Ici, je veux mettre l’accent sur une quatrième source aussi importante. Nous
avons parlé tout à l’heure du bureau de renseignements du Patriarcat de
Constantinople. Ce bureau, aussitôt après l’armistice de Moudros, a essayé
de créer en province un réseau chargé de regrouper les renseignements sur
toute l’étendue du pays. Des dizaines de textes de renseignements ont été
écrits, contenant les listes des noms de ceux qui avaient assassiné des
Arméniens en différents lieux. Une liste des biens abandonnés par les
Arméniens a également été dressée.
Si nous n’avons pas les renseignements de toutes les provinces, nous avons
du moins les noms de 60 à 100 assassins. J’ai stocké environ 1400 noms. Nous
avons aussi des renseignements sur les dates auxquelles chacun des groupes
de criminels s’est mis en route; quand ont été déportés les Arméniens de
chaque région ? Où ont-ils été conduits ? Où les hommes ont-ils été séparés
des femmes ? Nous avons aussi les listes des lieux désignés par le techkilât
massussa pour le massacre des convois. En tout 30 à 40 lieux, et les
massacres ont toujours été exécutés dans ces mêmes lieux.
Dans le cas des caravanes, on peut commencer par leur départ en déportation
et présenter leur destin pas à pas. Par exemple, une caravane de 5000
personnes se dirige de Kharpert vers Alep, et selon le consulat américain
local, 250 personnes seulement arrivent à Alep. De même si l’on utilise des
rapports il est possible d’effectuer des études statistiques.

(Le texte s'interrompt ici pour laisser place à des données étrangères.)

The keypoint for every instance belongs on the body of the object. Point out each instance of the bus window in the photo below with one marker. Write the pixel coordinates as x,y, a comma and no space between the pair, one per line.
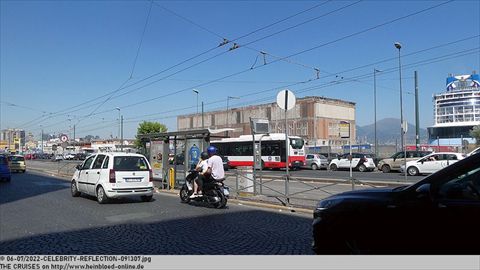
296,143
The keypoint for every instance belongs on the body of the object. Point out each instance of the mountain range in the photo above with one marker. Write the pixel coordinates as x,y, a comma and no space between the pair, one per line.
388,131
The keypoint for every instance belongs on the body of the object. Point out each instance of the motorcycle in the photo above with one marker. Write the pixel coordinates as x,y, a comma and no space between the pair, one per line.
214,193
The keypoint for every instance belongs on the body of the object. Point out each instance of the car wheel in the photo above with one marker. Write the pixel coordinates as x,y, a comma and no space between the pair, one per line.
74,189
362,168
101,196
147,198
223,200
184,195
412,171
333,167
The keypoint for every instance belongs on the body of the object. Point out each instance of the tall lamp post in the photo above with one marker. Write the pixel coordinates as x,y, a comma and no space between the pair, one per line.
399,46
375,109
119,121
196,92
228,115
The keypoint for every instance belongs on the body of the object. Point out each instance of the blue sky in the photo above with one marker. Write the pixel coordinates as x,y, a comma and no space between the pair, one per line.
66,63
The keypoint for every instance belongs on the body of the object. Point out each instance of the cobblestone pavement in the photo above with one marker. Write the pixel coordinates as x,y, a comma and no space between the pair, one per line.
39,216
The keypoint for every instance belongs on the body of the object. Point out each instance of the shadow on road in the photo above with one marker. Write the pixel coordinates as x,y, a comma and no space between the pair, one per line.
27,185
224,233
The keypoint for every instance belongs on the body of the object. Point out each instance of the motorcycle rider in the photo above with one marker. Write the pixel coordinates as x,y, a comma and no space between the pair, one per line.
215,170
201,167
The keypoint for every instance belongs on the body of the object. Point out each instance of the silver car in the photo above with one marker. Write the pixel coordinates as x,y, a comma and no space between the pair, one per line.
316,161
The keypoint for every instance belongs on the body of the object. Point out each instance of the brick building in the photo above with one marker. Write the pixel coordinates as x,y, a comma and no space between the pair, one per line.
316,119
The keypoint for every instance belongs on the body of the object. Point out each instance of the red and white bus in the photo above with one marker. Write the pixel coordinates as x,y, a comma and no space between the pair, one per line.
239,150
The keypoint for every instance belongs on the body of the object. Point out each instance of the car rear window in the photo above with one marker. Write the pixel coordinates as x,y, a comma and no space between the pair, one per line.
128,163
15,158
3,160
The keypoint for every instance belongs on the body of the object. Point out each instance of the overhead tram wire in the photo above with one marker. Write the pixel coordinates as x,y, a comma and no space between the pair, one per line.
295,54
355,79
323,44
352,79
186,60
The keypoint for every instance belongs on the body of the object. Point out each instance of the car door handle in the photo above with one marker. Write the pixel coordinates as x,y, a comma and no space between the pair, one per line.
441,205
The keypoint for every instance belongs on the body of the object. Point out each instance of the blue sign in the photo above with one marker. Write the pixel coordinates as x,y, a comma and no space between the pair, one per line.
194,154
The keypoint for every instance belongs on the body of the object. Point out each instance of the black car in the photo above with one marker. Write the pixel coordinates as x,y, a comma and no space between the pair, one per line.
437,215
225,163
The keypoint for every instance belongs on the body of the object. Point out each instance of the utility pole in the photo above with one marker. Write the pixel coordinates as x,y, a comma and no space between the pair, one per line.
203,123
417,120
121,134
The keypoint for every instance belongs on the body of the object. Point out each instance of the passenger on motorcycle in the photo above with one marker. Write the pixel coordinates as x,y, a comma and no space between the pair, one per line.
201,167
215,170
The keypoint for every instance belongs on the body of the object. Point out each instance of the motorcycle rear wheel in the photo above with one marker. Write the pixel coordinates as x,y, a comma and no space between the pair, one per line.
184,195
223,200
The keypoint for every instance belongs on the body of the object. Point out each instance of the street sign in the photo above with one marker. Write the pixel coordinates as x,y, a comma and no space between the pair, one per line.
344,129
64,138
286,100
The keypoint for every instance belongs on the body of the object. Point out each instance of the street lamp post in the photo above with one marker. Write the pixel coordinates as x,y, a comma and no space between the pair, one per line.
375,108
399,46
402,126
119,123
228,115
196,116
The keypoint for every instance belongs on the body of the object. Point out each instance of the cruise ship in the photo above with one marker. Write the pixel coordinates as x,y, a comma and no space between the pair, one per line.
456,111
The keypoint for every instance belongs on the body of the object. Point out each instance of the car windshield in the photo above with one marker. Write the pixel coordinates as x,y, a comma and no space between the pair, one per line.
130,163
17,158
296,143
3,160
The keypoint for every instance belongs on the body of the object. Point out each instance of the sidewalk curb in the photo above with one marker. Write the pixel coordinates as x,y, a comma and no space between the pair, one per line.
248,202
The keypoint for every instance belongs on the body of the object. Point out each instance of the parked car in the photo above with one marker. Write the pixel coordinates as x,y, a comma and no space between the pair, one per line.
113,175
69,156
225,161
437,215
57,157
80,156
476,150
432,163
360,161
17,163
316,161
5,173
394,162
330,156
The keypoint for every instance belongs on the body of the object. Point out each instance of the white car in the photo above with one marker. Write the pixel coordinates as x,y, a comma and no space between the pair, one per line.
476,150
432,163
360,161
113,175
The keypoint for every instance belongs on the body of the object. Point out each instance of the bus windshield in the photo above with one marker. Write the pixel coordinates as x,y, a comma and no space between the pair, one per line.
296,143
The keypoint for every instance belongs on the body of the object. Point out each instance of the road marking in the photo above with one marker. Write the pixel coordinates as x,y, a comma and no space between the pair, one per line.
127,217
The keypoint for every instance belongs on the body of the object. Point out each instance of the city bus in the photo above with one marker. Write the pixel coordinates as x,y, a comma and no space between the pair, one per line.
239,150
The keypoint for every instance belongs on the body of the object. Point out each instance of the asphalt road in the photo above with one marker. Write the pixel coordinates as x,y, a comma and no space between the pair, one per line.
39,216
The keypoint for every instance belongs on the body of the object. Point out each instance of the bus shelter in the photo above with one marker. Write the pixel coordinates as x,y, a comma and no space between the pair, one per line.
173,154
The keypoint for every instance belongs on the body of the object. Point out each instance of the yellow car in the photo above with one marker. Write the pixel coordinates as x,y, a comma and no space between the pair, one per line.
17,163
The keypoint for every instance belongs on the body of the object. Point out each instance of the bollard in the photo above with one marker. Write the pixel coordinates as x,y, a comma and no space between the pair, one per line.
171,178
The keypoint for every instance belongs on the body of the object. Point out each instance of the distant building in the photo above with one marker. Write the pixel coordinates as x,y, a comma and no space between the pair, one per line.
316,119
12,140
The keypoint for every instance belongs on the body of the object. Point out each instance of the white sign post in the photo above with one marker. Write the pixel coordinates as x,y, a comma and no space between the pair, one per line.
344,134
286,101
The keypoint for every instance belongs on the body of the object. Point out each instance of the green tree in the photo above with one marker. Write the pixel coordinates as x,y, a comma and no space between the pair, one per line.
147,128
475,133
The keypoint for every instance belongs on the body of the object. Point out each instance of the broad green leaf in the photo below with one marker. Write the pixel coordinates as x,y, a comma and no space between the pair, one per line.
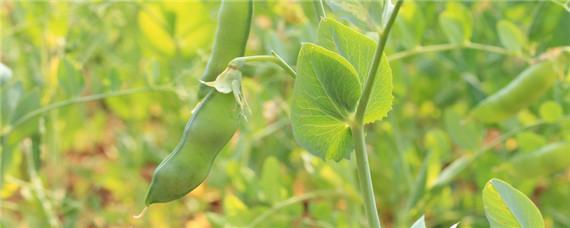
456,23
511,36
466,134
70,78
359,51
420,223
506,206
544,161
364,14
550,111
326,92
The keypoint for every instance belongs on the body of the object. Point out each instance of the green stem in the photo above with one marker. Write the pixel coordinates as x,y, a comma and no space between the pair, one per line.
364,176
447,47
45,109
240,61
357,127
320,9
359,117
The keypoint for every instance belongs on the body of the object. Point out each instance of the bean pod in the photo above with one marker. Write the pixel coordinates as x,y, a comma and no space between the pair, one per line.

Aztag : Est-il possible de parler des “biens abandonnés ” que vous avez
mentionnés tout à l’heure ?
Raymond Kévorkian : Ce sujet se trouve à présent au centre de mon attention,
et c’est une question très importante. Je veux mettre au jour ce qu’il y a
derrière l’idéologie. Le projet de l’Ittihad est de transmettre aux Turcs
les propriétés des Arméniens, créant ainsi une classe moyenne qui n’existait
pas chez eux. Les Ittihadistes sont conscients qu’ils ne peuvent pas édifier
leur pays sans une classe moyenne.
J’ai étudié la correspondance entre Talaat et la province, ou celle-ci élève
des protestations disant que tous les biens des institutions arméniennes,
qui avaient été confiés à des gérants précis, ont été vendus et la question
est réglée. Dans son courrier, le protestataire écrit que cela est injuste
car les autres Turcs n’ont pas pu profiter de ces biens et que “ce n’était
pas là notre objectif”. Il faut prendre en considération cette facette
économique, qui a un fondement idéologique et fait partie de la Catastrophe.
Le Génocide persiste à poursuivre des objectifs géographiques, ethniques et
de coopération économique.
Ainsi que nous le remarquons, il y a un travail gigantesque à effectuer.
Chaque domaine comporte à lui seul une étude qu’il est possible de réaliser.
A l’honneur des nôtres, il s’est trouvé des hommes qui ont pu sauver des
monographies par d’autres circuits. Elles doivent être utilisées. Le temps
d’avoir des doutes sur les sources arméniennes est passé depuis longtemps.